Cette loi, adoptée en janvier 2017, prévoit notamment un contrôle de leurs finances, des frais administratifs et surtout le respect des quotas ethniques dans le recrutement.

En effet, le gouvernement burundais demande qu’il y ait désormais 60% de Hutu et 40% de Tutsi dans le personnel des ONG étrangères, comme cela se fait déjà dans l'administration publique.

"C'est une décision un peu démagogique, parce qu’il faudrait déjà que ce régime commence à respecter les équilibres au sein des forces de sécurité. Le régime préfère être dans un huis clos total pour faire tout ce qu'il veut. Parce que vous savez, les violations des droits de l'homme, les disparitions continuent jusqu'à nos jours", explique à la DW, l’écrivain, David Gakunzi.

Représailles ?

Depuis la suspension en 2016 de son aide directe au Burundi, l’Union européenne passe par les ONG accréditées dans le pays pour atteindre les populations. Beaucoup d’observateurs voient dans l’attitude du gouvernement, un certain agacement face à cette politique de l’UE. Filip Reyntjens, constitutionnaliste et politologue belge.

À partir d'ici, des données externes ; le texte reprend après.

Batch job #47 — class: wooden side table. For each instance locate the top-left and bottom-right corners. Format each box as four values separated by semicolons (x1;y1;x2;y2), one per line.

"Ça devrait être dans l'intérêt du gouvernement du Burundi d'avoir accès à des financements, même s'ils passent par la coopération indirecte. C'est-à-dire par les ONG. Dans la perception de ceux qui sont au pouvoir, il y a une surreprésentation des Tutsis dans tous les domaines non gouvernementaux, dans le secteur judiciaire. Donc, on essaye d'aller aux pourcentages connus dans d'autres domaines prévus par l'accord Arusha, c'est-à-dire 60-40."

Jointes par la DW, les autorités burundaises ont promis de réagir une fois qu'elles auront présenté à leur opinion publique les mesures d’accompagnement de cette décision très controversée.

En attendant les explications supplémentaires des autorités burundaises, beaucoup de diplomates occidentaux craignent que cette annonce ne pousse les ONG internationales à mettre un terme à leurs activités. Des analystes s’insurgent contre l’instrumentalisation de la fibre ethnique par le régime du président Pierre Nkurunziza.